Furthermore, in the past decade many countries, including the UK, the Netherlands, Germany and the USA have launched programs to deploy wind turbines as an alternative, environmentally friendly source of electrical energy. However, this has raised many concerns from ATC and military authorities since radar returns from wind turbines have the potential to distract and confuse air traffic controllers and can effectively mask genuine aircraft returns in the vicinity of the wind farm.
In fact, the presence of wind farms within the field of view of primary surveillance radars presents a considerable design challenge. Echoes originating from these structures may have similar characteristics to those of an aircraft and may be significantly stronger in amplitude. The overall effect of wind turbines are three fold: 1) the echoes (i.e. radar return signals) due to wind turbines may dominate and mask those originating from an aircraft resulting in a “radar blind zone” and missed detections, 2) the aircraft track may be seduced away from its correct path due to miss-association with an echo originating from a wind turbine, and 3) echoes originating from a wind farm may result in the generation of a high rate of false reports in the vicinity of the wind farm.

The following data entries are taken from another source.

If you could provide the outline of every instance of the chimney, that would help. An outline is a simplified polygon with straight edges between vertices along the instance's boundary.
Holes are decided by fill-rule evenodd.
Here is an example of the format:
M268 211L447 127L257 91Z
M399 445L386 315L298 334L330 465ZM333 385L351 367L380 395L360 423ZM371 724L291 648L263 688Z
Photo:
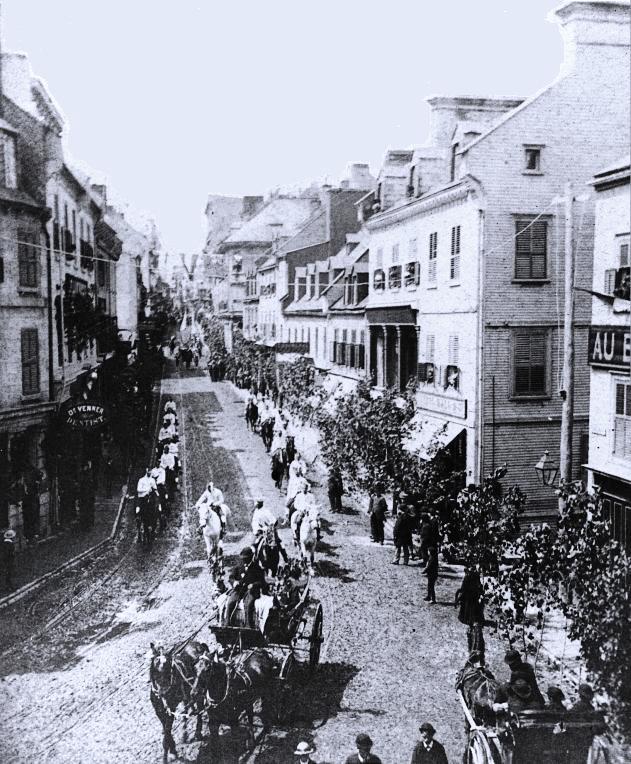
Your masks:
M592 66L615 49L629 54L629 3L624 0L570 0L548 16L563 38L561 74Z

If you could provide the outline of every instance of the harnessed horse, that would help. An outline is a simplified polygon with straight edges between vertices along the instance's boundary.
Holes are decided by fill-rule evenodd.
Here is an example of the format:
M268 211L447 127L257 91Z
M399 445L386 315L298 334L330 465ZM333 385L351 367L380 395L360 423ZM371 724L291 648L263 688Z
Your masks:
M254 432L256 430L256 423L259 418L259 407L254 401L248 401L245 407L245 423L249 430Z
M320 510L314 505L301 511L296 511L291 516L291 530L294 534L294 543L298 547L300 559L305 570L309 570L311 574L314 572L313 564L320 535L320 526Z
M279 491L283 487L283 478L287 469L285 451L282 448L277 448L272 454L272 480Z
M136 541L148 549L153 545L158 526L157 497L150 493L148 496L138 496L136 499Z
M206 559L213 577L223 573L223 549L221 539L224 526L222 516L227 521L230 509L226 504L219 505L217 512L210 504L203 504L199 510L200 528L206 544Z
M184 714L194 712L192 689L195 682L195 666L200 656L209 653L208 646L202 642L190 642L177 655L165 652L163 647L151 643L151 664L149 698L156 716L162 724L162 752L166 762L169 753L177 757L175 740L171 732L176 709L182 703ZM184 728L186 733L186 727ZM201 738L201 716L197 717L196 739Z
M265 450L269 454L269 450L272 447L272 440L274 439L274 420L272 418L261 422L261 437L263 438Z
M261 700L261 721L266 731L271 723L270 691L275 676L272 656L261 649L247 650L229 661L216 660L210 652L199 656L191 694L208 715L211 751L214 752L221 724L237 727L245 714L248 736L254 741L254 703Z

For instance, very large wind turbines have a Radar Cross Section (RCS) of up to 25 dBsm on average and in some cases even as high as 50 dBsm, whereas the typical RCS of a commercial aircraft during approach (i.e. when landing) ranges from 3 dBsm to 10 dBsm. In addition, the Doppler frequencies of the radar returns from the rotating blades of a wind turbine are similar to the Doppler frequencies of an approaching aircraft (an example is 1671 Hz at a frequency of 2,800 MHz which corresponds to a velocity of 174 knots while the approach speed of a commercial aircraft is about 150 knots). Thus, radar returns from wind turbines have similar Doppler characteristics and larger RCS than aircraft and can completely mask a radar return from an aircraft virtually making it “invisible” to a radar system when in the vicinity of a wind farm. In fact, wind farm regions result in a 16% to 22% lower probability of detection of aircraft by a civil ATC radar system than in adjacent non-wind farm regions.